Tretíakov A A, Bokman G B
Khirurgiia (Mosk). 1993 May(5):32-5.
The authors studied the diagnostic possibilities of gastroduodenoscopy, endoscopic retrograde cholangiopancreatography (ERCPG), fibrocholangioscopy, and operative cholangiography in 235 patients with obstructive jaundice of various genesis. Most frequently the first method to be applied was gastroduodenoscopy, which made it possible to identify the cause of the obstruction in 36 (15.9%) patients. ERCPG revealed the cause of obstructive jaundice in most cases (96.7%), but its results coincided with the operative findings completely only in 72.2% of cases. Operative fibrocholangioscopy was conducted in 164 patients wand showed that in 56 (34.1%) the stones had not been removed; in 22 patients the stones were in the intrahepatic bile ducts and were revealed only by cholangioscopy, in 34 patients stones were found in the terminal part of the choledochus in 6 of these cases previous probing did not reveal impaired passage into the duodenum. Analysis of the results of the study provide evidence that preoperative methods of examination are very sensitive in identification of the causes of jaundice, but intraoperative methods of examination are decisive in the choice of the operative management.

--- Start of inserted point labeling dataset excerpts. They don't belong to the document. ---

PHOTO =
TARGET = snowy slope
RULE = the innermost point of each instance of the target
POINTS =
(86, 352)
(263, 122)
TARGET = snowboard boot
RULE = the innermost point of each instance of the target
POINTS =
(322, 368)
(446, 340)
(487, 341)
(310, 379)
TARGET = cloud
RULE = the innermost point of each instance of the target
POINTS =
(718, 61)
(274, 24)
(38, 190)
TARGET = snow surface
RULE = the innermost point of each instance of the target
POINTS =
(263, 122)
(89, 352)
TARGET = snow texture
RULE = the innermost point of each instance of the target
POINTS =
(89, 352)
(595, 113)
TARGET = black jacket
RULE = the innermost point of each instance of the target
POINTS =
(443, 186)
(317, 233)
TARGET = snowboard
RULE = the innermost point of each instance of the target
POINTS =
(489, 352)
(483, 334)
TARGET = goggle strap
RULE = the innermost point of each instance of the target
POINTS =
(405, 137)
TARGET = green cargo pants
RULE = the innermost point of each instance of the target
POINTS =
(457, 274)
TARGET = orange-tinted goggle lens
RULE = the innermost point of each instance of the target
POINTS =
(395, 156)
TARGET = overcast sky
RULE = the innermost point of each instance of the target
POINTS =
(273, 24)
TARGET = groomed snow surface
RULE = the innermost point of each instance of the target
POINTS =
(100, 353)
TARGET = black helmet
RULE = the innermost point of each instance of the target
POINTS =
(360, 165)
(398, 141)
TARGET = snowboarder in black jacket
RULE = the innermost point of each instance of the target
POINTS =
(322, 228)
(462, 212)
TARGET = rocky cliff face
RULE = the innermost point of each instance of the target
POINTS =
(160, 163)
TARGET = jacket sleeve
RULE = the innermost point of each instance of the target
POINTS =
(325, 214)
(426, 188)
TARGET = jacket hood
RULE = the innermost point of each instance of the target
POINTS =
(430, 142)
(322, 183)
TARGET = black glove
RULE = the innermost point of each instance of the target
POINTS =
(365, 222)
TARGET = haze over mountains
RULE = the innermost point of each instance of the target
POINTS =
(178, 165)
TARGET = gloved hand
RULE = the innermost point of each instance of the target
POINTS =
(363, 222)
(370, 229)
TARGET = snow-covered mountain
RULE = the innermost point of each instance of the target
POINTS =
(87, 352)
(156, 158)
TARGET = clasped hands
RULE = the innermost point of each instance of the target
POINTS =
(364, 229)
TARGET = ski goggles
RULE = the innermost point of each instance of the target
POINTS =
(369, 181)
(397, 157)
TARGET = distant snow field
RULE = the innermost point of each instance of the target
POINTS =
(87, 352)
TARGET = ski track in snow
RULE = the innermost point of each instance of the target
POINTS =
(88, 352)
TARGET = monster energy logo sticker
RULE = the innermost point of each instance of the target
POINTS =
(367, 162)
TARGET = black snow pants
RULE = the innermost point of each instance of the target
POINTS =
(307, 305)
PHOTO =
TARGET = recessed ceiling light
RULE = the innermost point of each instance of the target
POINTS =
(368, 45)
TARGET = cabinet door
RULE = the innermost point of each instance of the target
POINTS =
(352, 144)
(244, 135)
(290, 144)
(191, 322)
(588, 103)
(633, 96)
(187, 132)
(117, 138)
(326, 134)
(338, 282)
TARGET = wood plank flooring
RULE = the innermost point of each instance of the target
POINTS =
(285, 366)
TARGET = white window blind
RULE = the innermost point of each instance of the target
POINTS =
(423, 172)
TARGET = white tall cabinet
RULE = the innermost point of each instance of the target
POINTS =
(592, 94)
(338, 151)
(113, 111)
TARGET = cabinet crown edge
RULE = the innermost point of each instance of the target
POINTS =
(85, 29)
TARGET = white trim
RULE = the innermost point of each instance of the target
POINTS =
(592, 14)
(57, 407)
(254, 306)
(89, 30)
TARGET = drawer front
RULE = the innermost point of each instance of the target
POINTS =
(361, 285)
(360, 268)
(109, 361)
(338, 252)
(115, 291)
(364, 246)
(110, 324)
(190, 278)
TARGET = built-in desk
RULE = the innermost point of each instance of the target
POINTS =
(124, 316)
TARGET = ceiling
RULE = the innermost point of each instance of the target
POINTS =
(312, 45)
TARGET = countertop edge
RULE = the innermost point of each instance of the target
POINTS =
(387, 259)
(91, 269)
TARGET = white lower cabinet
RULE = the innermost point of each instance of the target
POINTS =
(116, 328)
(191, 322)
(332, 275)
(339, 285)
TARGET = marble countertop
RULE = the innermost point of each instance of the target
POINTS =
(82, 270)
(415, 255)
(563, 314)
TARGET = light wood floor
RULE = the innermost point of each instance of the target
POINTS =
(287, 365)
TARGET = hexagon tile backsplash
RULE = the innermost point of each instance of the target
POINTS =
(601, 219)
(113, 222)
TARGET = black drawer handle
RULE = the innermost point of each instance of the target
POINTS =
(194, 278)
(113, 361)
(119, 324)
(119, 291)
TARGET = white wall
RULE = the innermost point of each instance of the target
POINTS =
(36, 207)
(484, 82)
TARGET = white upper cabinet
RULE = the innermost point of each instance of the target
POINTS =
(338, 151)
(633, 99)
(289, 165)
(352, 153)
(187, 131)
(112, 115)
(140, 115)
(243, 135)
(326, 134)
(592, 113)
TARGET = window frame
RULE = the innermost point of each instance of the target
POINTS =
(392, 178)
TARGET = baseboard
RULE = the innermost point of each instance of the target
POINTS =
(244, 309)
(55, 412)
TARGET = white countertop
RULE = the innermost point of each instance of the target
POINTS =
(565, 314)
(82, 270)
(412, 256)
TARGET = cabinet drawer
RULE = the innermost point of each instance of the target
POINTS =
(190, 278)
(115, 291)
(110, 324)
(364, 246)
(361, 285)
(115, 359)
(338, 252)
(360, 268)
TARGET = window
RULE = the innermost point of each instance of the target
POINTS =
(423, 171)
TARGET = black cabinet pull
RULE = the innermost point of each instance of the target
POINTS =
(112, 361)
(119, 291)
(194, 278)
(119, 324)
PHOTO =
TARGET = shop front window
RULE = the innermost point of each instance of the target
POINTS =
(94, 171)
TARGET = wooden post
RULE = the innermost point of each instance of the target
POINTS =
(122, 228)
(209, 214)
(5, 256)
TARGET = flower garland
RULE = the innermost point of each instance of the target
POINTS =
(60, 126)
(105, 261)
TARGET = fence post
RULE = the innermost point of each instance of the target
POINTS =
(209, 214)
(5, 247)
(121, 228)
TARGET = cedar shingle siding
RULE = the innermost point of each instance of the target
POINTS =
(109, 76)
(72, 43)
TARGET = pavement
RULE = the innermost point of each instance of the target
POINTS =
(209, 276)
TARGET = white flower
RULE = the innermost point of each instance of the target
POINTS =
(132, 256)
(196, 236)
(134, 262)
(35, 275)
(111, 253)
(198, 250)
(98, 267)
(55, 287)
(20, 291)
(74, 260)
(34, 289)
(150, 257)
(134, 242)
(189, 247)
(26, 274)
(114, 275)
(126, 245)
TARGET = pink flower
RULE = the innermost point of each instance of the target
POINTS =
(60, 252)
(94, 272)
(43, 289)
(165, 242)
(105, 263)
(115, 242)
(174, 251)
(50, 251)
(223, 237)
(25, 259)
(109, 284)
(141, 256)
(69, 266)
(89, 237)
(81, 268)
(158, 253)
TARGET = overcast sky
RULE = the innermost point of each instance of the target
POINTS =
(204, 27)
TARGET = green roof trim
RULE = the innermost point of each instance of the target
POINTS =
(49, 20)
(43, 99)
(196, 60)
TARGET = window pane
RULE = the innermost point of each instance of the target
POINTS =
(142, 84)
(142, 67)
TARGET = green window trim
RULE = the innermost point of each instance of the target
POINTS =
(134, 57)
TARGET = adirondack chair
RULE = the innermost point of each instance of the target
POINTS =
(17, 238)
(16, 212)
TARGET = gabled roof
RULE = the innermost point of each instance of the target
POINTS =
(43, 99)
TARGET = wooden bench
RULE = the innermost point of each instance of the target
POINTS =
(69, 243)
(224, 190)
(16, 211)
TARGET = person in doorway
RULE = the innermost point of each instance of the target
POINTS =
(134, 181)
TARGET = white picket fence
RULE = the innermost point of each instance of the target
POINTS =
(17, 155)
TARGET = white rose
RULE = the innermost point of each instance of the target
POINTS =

作者对235例不同病因的梗阻性黄疸患者进行了胃镜、内镜逆行胰胆管造影(ERCPG)、纤维胆道镜及手术胆道造影的诊断可能性研究。最常应用的第一种方法是胃镜,它使36例(15.9%)患者的梗阻原因得以明确。ERCPG在大多数情况下(96.7%)能揭示梗阻性黄疸的病因,但其结果仅在72.2%的病例中与手术所见完全相符。对164例患者进行了手术纤维胆道镜检查,结果显示,56例(34.1%)结石未被清除;22例患者结石位于肝内胆管,仅通过胆道镜检查发现;34例患者在胆总管末端发现结石,其中6例先前探查未发现十二指肠通道受阻。研究结果分析表明,术前检查方法在黄疸病因诊断中非常敏感,但术中检查方法对手术治疗方案的选择具有决定性作用。